Les Amis de Flaubert – Année 1957 – Bulletin n° 10 – Page 62
Flaubert et la névropathie
Les Goncourt, ces êtres sensitifs par excellence, se sont un jour posé la question : « Pour les délicatesses, les mélancolies exquises d’une œuvre, les fantaisies rares et délicieuses sur la corde vibrante de l’âme et du cœur faut-il un coin maladif dans l’artiste ? Faut-il être, comme Henri Heine, le Christ de son œuvre, un peu crucifié physique (1) ».
On conte, à ce propos, que Michelet, apprenant que Flaubert était couvert de clous, se serait écrié : « Qu’il ne se soigne pas, il n’aurait plus son talent ! » Était-ce simple boutade ? Ce qu’on a dit de Flaubert, on l’a dit sous une autre forme, de Chamfort, que l’âcreté de son sang devait faire son âpreté d’esprit ; mais est-il toujours aisé de savoir si telle ou telle œuvre a été composée sous l’influence de la maladie ? Pourrait-on fournir la preuve que Flaubert, que Dostoïevsky, notoirement connus comme épileptiques, n’ont été jamais mieux inspirés que sous l’influence de leur accès ?

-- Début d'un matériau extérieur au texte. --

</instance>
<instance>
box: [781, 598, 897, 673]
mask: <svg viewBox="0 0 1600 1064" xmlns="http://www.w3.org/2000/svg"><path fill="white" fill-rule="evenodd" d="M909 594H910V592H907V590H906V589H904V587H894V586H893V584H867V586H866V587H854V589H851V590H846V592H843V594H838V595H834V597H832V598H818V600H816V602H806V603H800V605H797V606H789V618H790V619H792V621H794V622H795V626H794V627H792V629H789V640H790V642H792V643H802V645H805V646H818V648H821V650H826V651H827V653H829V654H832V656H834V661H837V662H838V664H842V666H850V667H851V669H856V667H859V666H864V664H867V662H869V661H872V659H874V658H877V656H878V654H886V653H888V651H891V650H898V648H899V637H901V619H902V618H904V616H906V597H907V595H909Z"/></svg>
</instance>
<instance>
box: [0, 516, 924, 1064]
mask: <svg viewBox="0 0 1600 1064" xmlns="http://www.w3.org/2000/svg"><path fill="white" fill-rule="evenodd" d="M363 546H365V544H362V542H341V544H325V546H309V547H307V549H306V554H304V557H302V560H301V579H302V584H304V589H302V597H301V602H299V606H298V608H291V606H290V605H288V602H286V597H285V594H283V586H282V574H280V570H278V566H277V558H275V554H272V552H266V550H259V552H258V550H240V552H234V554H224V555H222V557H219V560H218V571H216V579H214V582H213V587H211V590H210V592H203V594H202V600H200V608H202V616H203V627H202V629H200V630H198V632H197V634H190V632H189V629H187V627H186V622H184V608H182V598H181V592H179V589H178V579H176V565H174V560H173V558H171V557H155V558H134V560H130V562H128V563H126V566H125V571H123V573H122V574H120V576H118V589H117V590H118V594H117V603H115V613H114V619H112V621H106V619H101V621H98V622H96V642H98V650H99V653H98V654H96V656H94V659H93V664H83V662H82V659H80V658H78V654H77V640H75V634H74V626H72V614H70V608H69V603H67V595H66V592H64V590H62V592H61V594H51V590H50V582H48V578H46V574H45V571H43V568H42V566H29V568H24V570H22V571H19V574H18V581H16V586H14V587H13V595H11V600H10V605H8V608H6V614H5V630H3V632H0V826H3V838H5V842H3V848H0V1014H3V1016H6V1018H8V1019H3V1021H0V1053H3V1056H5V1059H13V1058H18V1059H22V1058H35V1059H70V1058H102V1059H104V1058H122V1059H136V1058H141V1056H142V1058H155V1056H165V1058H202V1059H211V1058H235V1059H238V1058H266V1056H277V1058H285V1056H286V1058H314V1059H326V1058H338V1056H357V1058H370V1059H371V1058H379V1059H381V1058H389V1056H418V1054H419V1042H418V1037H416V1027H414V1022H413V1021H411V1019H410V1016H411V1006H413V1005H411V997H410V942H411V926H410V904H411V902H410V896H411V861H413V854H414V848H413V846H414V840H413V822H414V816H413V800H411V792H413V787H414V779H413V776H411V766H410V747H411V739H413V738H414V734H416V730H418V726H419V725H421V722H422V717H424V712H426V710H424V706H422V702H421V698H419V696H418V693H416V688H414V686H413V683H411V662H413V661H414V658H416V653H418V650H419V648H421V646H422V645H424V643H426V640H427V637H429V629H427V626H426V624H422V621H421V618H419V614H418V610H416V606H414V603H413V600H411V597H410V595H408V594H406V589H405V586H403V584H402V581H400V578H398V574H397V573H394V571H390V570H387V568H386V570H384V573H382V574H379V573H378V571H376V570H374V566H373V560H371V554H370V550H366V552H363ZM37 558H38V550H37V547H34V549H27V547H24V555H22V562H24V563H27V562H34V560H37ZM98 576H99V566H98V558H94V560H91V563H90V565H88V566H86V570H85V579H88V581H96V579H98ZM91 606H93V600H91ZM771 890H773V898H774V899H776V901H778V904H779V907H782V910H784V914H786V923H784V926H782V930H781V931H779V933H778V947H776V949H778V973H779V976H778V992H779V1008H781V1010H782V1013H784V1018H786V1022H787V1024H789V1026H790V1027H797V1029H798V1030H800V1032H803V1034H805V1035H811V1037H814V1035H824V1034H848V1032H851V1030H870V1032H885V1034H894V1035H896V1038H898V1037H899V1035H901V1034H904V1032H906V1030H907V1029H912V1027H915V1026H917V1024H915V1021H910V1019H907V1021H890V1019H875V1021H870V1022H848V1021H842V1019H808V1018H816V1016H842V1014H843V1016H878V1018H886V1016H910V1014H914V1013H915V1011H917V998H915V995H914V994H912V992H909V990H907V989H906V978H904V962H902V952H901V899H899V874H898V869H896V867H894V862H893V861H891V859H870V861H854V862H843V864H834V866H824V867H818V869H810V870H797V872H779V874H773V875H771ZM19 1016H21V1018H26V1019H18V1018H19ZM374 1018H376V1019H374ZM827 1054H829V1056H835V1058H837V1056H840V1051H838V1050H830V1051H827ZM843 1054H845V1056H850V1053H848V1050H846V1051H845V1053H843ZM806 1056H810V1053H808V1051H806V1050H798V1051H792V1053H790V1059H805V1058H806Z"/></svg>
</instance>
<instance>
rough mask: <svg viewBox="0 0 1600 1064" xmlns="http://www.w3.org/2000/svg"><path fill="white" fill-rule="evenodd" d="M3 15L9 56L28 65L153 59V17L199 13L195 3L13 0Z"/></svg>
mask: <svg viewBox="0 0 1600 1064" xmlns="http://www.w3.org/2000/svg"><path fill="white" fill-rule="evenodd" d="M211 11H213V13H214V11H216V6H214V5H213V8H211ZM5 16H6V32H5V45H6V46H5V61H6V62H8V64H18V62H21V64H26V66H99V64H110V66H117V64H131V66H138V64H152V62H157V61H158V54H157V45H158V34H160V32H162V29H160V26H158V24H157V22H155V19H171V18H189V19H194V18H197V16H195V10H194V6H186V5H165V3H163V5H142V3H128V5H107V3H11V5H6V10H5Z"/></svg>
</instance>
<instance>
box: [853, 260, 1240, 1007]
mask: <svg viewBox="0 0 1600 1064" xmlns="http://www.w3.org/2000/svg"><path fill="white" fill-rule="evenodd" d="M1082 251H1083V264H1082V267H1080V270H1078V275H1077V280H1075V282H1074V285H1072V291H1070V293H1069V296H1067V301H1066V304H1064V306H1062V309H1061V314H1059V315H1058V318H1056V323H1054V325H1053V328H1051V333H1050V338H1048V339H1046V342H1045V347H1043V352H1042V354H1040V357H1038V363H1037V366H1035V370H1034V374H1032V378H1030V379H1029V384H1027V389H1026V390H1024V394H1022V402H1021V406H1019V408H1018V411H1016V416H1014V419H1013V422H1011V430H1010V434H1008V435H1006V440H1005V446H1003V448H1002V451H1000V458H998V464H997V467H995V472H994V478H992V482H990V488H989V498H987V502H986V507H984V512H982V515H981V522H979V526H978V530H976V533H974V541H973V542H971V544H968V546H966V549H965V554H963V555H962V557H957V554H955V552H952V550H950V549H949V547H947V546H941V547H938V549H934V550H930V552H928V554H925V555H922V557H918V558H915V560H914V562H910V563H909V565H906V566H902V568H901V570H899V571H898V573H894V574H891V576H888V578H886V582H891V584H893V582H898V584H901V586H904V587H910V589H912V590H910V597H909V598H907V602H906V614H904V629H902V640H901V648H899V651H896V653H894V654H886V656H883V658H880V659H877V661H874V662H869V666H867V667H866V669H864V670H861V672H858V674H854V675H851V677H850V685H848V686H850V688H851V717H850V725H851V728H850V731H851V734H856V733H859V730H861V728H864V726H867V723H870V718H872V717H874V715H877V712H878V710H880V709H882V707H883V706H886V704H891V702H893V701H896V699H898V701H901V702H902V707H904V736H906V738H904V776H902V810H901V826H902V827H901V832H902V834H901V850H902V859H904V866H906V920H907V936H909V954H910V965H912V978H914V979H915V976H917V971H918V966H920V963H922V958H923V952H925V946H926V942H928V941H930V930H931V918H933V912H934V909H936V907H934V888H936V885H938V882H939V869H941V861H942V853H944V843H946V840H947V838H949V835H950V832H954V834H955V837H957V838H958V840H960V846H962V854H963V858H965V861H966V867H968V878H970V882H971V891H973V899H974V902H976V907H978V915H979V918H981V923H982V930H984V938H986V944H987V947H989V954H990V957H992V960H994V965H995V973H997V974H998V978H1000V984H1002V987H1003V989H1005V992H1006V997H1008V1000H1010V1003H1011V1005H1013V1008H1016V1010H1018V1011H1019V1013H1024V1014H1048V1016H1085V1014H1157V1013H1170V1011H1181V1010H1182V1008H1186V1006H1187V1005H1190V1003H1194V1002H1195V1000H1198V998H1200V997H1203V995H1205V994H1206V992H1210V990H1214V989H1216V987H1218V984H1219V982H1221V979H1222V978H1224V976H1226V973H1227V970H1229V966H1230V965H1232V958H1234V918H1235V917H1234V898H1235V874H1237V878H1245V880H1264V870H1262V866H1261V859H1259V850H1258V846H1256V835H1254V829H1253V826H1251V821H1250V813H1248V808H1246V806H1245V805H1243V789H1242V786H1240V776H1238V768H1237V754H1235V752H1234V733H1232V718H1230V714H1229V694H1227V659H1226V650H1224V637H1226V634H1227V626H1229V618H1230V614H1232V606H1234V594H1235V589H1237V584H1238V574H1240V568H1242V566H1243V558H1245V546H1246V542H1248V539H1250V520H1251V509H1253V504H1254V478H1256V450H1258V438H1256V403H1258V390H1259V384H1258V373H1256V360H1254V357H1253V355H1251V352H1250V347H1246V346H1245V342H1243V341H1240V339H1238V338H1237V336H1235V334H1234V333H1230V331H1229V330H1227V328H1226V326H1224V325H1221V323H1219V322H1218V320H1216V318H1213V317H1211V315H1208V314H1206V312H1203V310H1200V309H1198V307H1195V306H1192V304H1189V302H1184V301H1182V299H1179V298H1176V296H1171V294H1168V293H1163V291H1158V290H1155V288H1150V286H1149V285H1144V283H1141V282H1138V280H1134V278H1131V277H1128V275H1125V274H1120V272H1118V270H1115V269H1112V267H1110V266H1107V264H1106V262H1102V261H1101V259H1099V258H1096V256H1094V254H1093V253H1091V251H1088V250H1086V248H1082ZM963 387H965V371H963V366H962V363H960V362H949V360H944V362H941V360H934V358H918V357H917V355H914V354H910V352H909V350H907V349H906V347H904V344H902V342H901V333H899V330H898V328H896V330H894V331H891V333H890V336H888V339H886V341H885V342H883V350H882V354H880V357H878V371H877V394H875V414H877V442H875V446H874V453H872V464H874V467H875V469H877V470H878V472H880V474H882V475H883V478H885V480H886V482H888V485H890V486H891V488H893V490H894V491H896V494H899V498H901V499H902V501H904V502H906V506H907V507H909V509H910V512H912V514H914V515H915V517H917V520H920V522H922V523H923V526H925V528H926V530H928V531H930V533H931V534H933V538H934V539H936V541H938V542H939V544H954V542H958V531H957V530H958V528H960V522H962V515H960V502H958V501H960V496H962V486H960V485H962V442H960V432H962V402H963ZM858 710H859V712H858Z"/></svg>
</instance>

Brunetière a posé nettement, à son ordinaire, les données du problème (2) : « Dans l’œuvre d’un artiste, de qui l’on sait, par ses confidences ou par le témoignage de ses amis, qu’il était ce que nous appelons un névropathe, on cherche, avec une curiosité malsaine, les traces ou les preuves de sa névropathie ; je voudrais que l’on fît précisément le contraire ; et dans sa névropathie, que l’on nous fît voir avant tout, le danger, la fausseté, l’illégitimité de sa conception de l’art et de la vie : par exemple, ce qu’il y a de durable et d’admirable dans Madame Bovary, c’est ce que Flaubert y a mis quand, entre deux attaques du mal, entièrement maître de lui-même, sain de corps et d’esprit, il écrivait comme on doit écrire ; mais ce qu’il y a d’extravagant et de fou dans la Tentation de Saint-Antoine, inversement, c’est ce que le névropathe y a comme insinué, malgré lui, des formes de sa maladie. Ou encore, et si nous généralisons, ce qu’il y a d’étrange, d’insolite et de contradictoire au bon sens dans la conception que les Baudelaire et les Flaubert se sont faite de l’art, n’est-ce pas justement ce qu’ils y ont mis quand ils étaient malades ? et d’y faire consister leur originalité ; n’est-ce pas changer les vrais noms des choses, confondu la fièvre avec l’inspiration, la surexcitation cérébrale morbide avec le fonctionnement normal de l’intelligence ? »
(« Les Grands Névropathes », page 40).
Docteur Cabanès.
(1) De Goncourt, Idées et Sensations, 109.
(2) Dans Une Étude sur les Artistes littéraires, de M. Maurice Sponck, ouvrage paru en 1889 (cf. Revue des Deux-Mondes, 1889 et 1890).